Clinical uroselectivity has been defined as the relationship of desired clinical effects on obstruction and lower urinary tract symptoms vs. unwanted side effects . Hence, a clinically uroselective α1-adrenoceptor blocker may improve urinary flow rate and BPH symptoms while minimizing unwanted side effects such as dizziness and orthostatic hypotension.
Functional/Physiological uroselectivity of an α1-adrenoceptor blocker refers to a preferential effect on urethral pressure vs. arterial blood pressure, by non-availability of human data established in animal models [34, 35].
Finally, this paper provides arguments to propose a fourth level of selectivity, tissue/drug-partitioning selectivity, that is, how a drug is distributed in target tissues (i.e. prostate, bladder neck and base, prostatic urethra, ganglia) vs. non-target tissues (i.e. blood vessels). An uroselective α1-adrenoceptor blocker may be defined as one that distributes preferentially in the target tissues of the urinary tract vs. other tissues. Our data show that for tamsulosin this fourth mechanism is likely to apply, with differences in local concentration of AGP as the driving force for the higher free drug fraction in prostate than in plasma. For α1-adrenoceptor blockers this is most likely a mechanism that is unique to tamsulosin. To our knowledge, for only one other α1-adrenoceptor blocker, alfuzosin, are published data available on plasma and prostate concentrations of the drug in animals and in man [36, 37]. The study in rats indicated four- and nine-fold higher concentrations of alfuzosin in prostatic tissue compared with plasma at 1 and 6 h after oral drug dosing and the study in humans showed a 2.4-fold difference in plasma and prostate concentations of the drug 12 h after dosing of the last tablet. However, in both studies no information was obtained on the PK profile of the drug in prostate, so it is unclear what this ratio means. Alfuzosin is not highly bound to plasma proteins and not in particular to AGP, making a mechanism as described for tamsulosin in our study unlikely.
Understanding mechanisms of uroselectivity for α1-adrenoceptor blockers in BPH is important to optimize drug therapy. The intrinsic properties of tamsulosin determining its receptor profile, metabolism, and tissue distribution contribute to its uroselectivity. However, a further important factor is the peak : trough ratio imposing on the cardiovascular safety profile for α1-adrenoceptor blockers in BPH. For tamsulosin, reformulation of a capsule dosage form into an oral controlled release matrix formulation (OCAS) further improved the cardiovascular safety profile over that of the capsule [32, 38].

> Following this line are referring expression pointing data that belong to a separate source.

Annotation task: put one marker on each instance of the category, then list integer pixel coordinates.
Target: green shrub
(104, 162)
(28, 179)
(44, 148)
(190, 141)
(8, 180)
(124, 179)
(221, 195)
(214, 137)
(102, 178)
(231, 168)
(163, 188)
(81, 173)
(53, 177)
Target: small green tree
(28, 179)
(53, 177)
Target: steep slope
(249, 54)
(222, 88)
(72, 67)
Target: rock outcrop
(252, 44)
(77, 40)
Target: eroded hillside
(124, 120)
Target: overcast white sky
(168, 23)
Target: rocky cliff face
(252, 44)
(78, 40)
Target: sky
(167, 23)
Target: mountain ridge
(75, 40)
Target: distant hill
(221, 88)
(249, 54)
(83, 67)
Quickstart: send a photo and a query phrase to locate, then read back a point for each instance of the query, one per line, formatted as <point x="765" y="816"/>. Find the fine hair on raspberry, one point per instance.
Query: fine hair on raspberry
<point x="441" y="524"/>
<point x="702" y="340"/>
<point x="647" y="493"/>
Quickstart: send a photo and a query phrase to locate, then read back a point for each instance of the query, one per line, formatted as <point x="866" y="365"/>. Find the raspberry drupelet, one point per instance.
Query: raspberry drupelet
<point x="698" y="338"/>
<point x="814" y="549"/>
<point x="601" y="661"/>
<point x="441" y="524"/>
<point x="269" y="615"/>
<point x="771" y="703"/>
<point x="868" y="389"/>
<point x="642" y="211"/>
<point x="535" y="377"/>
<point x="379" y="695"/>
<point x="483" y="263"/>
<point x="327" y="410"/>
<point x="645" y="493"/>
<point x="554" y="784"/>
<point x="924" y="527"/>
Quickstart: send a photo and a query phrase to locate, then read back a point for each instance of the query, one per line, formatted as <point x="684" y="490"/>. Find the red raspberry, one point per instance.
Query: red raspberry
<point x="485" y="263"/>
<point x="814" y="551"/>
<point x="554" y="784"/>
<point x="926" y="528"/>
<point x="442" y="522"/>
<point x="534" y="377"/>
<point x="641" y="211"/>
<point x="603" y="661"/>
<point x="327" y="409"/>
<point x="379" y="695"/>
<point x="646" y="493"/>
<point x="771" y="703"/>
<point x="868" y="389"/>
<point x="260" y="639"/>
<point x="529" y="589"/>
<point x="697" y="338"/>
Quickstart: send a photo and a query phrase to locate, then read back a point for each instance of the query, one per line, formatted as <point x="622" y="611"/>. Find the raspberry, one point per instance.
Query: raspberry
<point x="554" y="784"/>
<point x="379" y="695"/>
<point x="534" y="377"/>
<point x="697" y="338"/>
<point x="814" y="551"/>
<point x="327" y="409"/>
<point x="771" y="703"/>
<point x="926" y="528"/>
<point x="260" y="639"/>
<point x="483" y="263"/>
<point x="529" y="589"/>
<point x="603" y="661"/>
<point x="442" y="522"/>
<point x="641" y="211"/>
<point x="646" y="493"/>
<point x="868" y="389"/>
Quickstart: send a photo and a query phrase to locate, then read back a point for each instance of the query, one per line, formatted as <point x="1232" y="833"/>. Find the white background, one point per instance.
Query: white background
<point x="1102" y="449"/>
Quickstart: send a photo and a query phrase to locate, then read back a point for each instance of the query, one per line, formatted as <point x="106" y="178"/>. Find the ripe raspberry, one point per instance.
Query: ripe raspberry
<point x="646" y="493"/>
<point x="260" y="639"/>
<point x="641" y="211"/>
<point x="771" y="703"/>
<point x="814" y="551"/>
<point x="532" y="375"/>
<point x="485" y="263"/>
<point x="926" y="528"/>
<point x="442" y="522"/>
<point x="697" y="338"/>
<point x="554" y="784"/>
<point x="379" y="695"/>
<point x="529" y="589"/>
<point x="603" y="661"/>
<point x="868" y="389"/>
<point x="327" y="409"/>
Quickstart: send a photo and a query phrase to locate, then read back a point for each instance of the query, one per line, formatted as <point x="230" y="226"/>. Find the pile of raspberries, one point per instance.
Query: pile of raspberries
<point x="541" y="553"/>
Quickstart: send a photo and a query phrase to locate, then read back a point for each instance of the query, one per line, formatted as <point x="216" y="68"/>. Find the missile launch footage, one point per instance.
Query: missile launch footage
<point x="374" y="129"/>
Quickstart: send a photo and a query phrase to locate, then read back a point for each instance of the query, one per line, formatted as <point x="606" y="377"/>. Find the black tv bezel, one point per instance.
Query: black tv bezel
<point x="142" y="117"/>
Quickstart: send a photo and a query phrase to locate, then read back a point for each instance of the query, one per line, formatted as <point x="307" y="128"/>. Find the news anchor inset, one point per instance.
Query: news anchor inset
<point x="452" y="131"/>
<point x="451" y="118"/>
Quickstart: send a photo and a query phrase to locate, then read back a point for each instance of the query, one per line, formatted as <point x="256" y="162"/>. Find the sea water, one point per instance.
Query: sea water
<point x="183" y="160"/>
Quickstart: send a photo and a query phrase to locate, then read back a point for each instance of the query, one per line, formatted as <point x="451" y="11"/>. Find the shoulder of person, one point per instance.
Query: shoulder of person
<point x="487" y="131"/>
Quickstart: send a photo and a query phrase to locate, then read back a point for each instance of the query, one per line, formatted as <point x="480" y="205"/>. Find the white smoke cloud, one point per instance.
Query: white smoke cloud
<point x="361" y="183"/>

All authors are employees of Astellas Pharma Europe B.V., but have no shares in the company. The study was supported by Astellas Pharma Europe B.V. Omnic®/Flomax® Ocas® is a brand name drug from Astellas Pharma Europe B.V.

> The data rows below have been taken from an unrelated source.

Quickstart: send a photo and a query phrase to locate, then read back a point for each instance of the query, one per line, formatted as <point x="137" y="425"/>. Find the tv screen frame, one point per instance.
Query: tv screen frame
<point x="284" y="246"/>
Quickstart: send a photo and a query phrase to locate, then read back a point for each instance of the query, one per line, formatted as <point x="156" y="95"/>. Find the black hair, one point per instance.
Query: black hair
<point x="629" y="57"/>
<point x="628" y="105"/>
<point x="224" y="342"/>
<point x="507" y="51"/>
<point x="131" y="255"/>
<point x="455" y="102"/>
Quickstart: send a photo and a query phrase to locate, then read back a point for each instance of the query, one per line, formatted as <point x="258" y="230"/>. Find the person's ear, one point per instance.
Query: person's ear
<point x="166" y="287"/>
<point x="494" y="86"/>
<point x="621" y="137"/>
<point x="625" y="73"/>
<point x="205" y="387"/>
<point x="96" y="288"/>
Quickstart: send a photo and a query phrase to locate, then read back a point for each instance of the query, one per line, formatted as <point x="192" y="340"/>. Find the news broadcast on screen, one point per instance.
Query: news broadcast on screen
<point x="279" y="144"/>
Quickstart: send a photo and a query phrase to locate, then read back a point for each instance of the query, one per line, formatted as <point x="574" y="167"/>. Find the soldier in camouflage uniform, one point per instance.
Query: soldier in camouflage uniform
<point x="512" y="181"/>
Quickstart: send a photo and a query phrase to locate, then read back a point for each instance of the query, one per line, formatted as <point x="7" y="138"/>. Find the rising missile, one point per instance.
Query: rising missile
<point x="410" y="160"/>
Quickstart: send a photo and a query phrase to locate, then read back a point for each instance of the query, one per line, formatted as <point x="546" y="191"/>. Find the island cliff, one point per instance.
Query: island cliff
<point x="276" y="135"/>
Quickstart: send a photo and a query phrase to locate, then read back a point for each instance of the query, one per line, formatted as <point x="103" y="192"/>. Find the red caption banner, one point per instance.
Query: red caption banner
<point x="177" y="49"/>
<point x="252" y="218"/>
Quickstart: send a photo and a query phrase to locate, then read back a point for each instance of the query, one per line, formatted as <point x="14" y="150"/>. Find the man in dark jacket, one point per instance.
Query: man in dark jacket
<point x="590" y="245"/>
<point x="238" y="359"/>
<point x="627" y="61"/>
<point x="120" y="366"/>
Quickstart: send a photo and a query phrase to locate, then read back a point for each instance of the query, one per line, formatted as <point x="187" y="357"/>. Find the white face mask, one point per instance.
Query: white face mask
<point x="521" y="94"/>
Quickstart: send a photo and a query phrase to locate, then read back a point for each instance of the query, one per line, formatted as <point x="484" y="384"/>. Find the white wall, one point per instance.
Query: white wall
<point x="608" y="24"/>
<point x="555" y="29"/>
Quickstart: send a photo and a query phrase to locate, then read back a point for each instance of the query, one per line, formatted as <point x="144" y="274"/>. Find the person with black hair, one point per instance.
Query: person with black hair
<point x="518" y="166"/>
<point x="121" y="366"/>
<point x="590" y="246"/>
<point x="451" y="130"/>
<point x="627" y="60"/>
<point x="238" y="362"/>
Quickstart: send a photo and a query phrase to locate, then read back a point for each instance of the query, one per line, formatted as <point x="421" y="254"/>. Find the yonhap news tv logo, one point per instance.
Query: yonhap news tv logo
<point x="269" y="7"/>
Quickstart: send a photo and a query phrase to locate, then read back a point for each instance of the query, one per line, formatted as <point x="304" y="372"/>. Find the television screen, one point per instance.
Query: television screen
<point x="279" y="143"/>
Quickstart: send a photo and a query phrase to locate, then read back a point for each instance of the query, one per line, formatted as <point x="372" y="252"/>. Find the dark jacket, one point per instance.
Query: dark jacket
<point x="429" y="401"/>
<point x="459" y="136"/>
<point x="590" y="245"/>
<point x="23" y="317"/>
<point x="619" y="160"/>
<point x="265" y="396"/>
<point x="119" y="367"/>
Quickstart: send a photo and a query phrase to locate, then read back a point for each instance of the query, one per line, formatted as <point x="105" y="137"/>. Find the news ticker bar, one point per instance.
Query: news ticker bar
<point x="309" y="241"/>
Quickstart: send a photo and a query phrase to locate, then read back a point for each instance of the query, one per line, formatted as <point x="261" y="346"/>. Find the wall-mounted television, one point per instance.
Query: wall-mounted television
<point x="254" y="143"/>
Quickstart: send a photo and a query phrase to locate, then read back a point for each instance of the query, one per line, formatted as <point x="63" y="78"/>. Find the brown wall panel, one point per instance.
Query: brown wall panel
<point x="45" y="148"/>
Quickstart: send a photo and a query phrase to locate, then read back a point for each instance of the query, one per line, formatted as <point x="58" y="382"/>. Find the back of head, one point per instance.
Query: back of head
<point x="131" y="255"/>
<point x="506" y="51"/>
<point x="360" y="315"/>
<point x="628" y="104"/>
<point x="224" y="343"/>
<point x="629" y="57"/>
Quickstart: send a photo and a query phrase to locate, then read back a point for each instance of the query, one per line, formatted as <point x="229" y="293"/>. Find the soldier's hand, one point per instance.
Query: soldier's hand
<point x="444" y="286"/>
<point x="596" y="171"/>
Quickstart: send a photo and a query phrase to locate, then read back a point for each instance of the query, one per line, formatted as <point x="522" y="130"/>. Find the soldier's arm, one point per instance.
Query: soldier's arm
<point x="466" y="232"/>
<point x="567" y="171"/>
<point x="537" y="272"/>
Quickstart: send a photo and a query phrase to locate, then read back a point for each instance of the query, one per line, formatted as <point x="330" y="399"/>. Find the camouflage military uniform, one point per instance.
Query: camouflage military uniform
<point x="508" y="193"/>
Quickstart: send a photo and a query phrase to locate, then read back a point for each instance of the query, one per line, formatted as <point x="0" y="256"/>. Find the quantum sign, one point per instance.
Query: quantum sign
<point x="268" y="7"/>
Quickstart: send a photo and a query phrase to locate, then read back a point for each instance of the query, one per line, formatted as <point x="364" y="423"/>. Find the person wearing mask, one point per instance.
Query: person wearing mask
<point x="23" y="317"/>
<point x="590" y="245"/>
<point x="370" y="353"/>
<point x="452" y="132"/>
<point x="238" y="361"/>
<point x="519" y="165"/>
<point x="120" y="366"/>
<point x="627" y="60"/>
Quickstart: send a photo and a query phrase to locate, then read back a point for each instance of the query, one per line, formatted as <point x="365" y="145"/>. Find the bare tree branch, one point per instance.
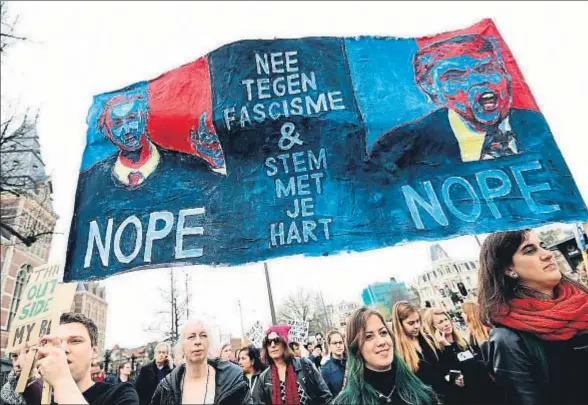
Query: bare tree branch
<point x="8" y="27"/>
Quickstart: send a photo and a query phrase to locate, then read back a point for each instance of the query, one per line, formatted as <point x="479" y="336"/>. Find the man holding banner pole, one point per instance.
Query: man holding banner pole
<point x="64" y="361"/>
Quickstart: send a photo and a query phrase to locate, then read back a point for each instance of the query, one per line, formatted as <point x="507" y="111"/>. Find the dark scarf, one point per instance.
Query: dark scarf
<point x="560" y="318"/>
<point x="291" y="386"/>
<point x="382" y="381"/>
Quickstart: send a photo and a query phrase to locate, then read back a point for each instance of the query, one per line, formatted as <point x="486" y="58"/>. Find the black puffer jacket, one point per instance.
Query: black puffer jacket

The authors wish to acknowledge the urologists, Drs Imre Romics, Tamás Kiss, Lázló Kisbenedek, József Kondás, Ferenc Törzsök, departments of Urology at Semmelweis Medical University, Bajcsy Hospital, Ferenc Hospital and Péterfy Hospital, Budapest, and Aladár Hospital, Györ, Hungary, for their skilful contributions to the study; Dr Maria Milak, Astellas Pharma Hungary, for her excellent organizational contributions, and Dr Piet Swart (now at Novartis Pharma AG, Basel, Switzerland) for his encouraging discussions and guidance on bioanalytical method development.
At the time of study tamsulosin was only available as Omnic/Flomax 0.4 mg modified release capsule.
At the Cmax for tamsulosin in plasma the free drug concentration is about 1.5 × 10−10m, while the dissociation constant in functional studies at the human α1A-adrenoceptor is about 10−10m, and similar at α1D-adrenoceptors, but higher at α1B-adrenoceptors: It is therefore expected that in plasma even at the Cmax the concentration of tamsulosin is not high enough to block an adequate fraction of the α1-adrenoceptors in the blood vessels to blunt appropriate regulation of the blood pressure.